References to Kansas don’t end there. The play also features a snake dance, farmyard scenes and encounters with grasshoppers and ravens, all on the Kansas prairie.
The ballet will be set to the original music but was rescored by Jeff Dearinger to be played by a 12-member professional mandolin orchestra.
“A couple of instruments in the music give it a folksy feel and adds flavor,” Baker says. That, she says, paired with the set and costumes, makes the production undeniably Kansan.
After being performed for four years, the play went on hiatus in 2006. The Lawrence Arts Center hosted other holiday shows for a couple of years before bringing “A Kansas Nutcracker” back in 2008. During its break, many Lawrence residents asked about the return of the play, Baker says.
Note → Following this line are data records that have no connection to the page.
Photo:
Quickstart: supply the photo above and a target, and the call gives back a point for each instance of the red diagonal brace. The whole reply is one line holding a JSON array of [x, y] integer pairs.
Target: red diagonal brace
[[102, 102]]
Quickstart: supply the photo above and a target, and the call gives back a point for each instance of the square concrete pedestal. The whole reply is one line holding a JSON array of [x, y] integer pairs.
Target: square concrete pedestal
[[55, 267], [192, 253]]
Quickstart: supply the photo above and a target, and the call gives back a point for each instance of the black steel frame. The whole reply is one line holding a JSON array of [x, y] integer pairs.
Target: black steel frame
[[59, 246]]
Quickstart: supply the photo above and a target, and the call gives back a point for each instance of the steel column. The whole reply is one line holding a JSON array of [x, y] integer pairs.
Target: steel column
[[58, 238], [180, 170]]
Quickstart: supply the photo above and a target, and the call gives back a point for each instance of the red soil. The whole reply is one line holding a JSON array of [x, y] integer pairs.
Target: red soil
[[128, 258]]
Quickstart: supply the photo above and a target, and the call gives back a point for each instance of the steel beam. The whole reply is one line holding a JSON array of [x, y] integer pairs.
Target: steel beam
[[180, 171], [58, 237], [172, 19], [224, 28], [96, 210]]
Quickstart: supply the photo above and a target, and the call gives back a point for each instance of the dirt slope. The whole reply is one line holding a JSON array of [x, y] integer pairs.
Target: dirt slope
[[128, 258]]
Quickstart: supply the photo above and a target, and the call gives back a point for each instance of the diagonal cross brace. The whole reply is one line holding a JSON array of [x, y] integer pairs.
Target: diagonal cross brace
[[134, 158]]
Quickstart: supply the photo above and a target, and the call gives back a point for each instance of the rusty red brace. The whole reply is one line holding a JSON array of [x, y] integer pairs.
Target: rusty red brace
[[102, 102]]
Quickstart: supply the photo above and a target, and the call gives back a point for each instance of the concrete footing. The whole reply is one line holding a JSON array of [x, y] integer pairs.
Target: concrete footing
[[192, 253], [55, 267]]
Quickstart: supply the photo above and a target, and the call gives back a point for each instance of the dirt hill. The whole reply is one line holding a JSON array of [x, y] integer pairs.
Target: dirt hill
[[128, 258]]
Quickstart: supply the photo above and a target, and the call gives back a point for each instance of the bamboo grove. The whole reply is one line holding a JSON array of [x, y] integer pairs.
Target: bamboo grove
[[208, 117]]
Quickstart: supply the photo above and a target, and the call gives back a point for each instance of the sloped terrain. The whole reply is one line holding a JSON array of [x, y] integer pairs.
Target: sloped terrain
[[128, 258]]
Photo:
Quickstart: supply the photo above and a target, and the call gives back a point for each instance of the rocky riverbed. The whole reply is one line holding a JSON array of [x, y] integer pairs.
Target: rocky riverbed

“‘The Nutcracker’ is always a very popular and delightful holiday tradition,” she says. “Something like ‘A Kansas Nutcracker’ never gets old. It’s a magical show, really. It’s just full of joy.”
The idea for the show came from Deborah Bettinger, choreographer and artistic director. She collaborated with playwright Ric Averill to develop a script for the play.
This year’s show will feature a new dance scene by a hummingbird, performed by Shannon Pickett. Though she has danced in the traditional version of “The Nutcracker” several times, this will be Pickett’s first time performing in “A Kansas Nutcracker.” Pickett, a dance teacher, says she’s excited to try a new role, but she is even more excited to perform alongside her students.
“Everyone likes to watch kids perform,” Picket says. “It’s just fun, and it keeps everything lighthearted.”
Professional actors, professional dancers from the 940 Dance Company, based at the arts center, and area youth and adult performers collaborated in production of the show. A total of 150 cast members bring “A Kansas Nutcracker” to life. Baker says the guidance from the professionals to the youths is important to the show’s success.
“The young dancers and actors see what the professionals are doing,” Baker says. “We feel like it brings up a level of their performance. As a result, the whole performance is a high level, even from the youngest youth. It’s a great way to build a community feel to the show for the performers and it makes it a very rich experience for the community at large.”